The five boxes in the diagram show five stages of development of a scientific code: model, algorithm, high-level code, compiled code, and execution. Performance can be influenced as the code moves from one stage to the next. Specifically: parallelism and scalability can be designed into the algorithm; data locality can be built into the high-level code, which can also make calls to performance libraries; compiler options can affect the resulting compiled code; and the compiled code can be tuned as it undergoes tests during execution.
The Scalability topic focuses on the first step, namely, how to build parallelism into an application. This topic focuses on the middle two steps, which often are intertwined, as we will see. We will not have much to say about the final step, in-depth tuning, as it is a whole subject in itself. Our goal here is simply to introduce the principles and practices that often lead to better performance on a per-core basis, when one is in the midst of code development.

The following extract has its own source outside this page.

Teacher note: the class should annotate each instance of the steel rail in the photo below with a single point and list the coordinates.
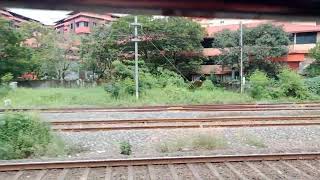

What we will talk about in this topic can be thought of as "rough tuning": applying basic aspects of code optimization that can have a big impact, such as using libraries, or exercising knowledge of compiler flags, along with a few code-writing habits that avoid the worst kinds of performance pitfalls. To do rough tuning, it helps to know about common microarchitectural features like SSE and AVX (to be defined later), and it helps to have a sense of how the compiler tries to optimize instructions to use those features, when given a particular chunk of code.